A primeira pergunta foi elaborada com o intuito de entender a percepção do professor formador a respeito do papel da disciplina de tecnologias aplicada à educação matemática, a qual ministra ou já ministrou na formação inicial do professor de matemática. As perguntas dois, três, cinco e sete foram elaboradas com o objetivo de entender como o professor organiza a sua prática na disciplina referida. A quarta pergunta teve o intuito de entender o que dificulta o trabalho do professor em sala de aula, pois, para que o professor efetive sua prática, ele depende de inúmeras variáveis, as quais não podem deixar de ser consideradas.

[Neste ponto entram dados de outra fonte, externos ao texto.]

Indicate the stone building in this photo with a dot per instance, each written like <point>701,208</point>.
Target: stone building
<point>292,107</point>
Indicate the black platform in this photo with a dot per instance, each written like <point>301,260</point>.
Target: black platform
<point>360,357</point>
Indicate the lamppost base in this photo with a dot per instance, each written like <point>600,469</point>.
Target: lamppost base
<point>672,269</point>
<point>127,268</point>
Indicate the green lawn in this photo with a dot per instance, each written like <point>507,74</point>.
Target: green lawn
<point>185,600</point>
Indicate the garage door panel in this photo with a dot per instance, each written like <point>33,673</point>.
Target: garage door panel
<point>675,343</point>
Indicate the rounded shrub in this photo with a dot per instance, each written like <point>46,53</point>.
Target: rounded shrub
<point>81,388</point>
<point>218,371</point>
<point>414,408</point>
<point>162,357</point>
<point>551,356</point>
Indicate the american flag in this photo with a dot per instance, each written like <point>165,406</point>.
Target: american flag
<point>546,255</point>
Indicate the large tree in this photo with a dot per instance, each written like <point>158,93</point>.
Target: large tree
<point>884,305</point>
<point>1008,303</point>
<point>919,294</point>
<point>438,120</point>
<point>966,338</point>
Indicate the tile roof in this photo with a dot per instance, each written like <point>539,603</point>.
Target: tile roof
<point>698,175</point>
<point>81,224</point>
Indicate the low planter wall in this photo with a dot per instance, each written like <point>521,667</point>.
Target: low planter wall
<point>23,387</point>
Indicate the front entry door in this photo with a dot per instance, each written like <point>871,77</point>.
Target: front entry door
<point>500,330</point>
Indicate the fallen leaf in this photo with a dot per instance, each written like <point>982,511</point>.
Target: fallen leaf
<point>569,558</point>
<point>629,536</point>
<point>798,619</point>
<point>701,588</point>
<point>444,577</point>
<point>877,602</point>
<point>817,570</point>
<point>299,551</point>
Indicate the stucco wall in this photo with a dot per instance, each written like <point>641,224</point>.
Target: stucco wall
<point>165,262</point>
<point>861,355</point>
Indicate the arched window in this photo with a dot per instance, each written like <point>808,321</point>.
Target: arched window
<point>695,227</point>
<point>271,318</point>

Já a sexta pergunta vislumbra entender a proximidade entre o formador e a realidade da formação crítica social dentro da perspectiva das tecnologias.

Como ferramenta de análise de dados, optamos por utilizar a metodologia do Discurso do Sujeito Coletivo (DSC) desenvolvida nos últimos anos por Lefèvre e Lefèvre (2005, 2010) e que tem, gradativamente, ganhado espaço como metodologia de análise em pesquisas qualitativas.

Essa metodologia padroniza e sistematiza procedimentos viabilizando agregar os discursos individuais, ao dar voz à coletividade como se fosse um só individuo, partindo da materialização do discurso, em nosso caso, da transcrição de entrevistas.

Descrição e Análise de Dados

O acesso à informação é uma marca de nossa sociedade. Sendo assim, é relevante a preocupação de que a escola agregue as tecnologias ao seu cotidiano, não apenas como forma de tecnologizar o ensino bancário baseado na cópia e repetição, mas, também, para que o ensino seja repensado a partir desses novos paradigmas sociais.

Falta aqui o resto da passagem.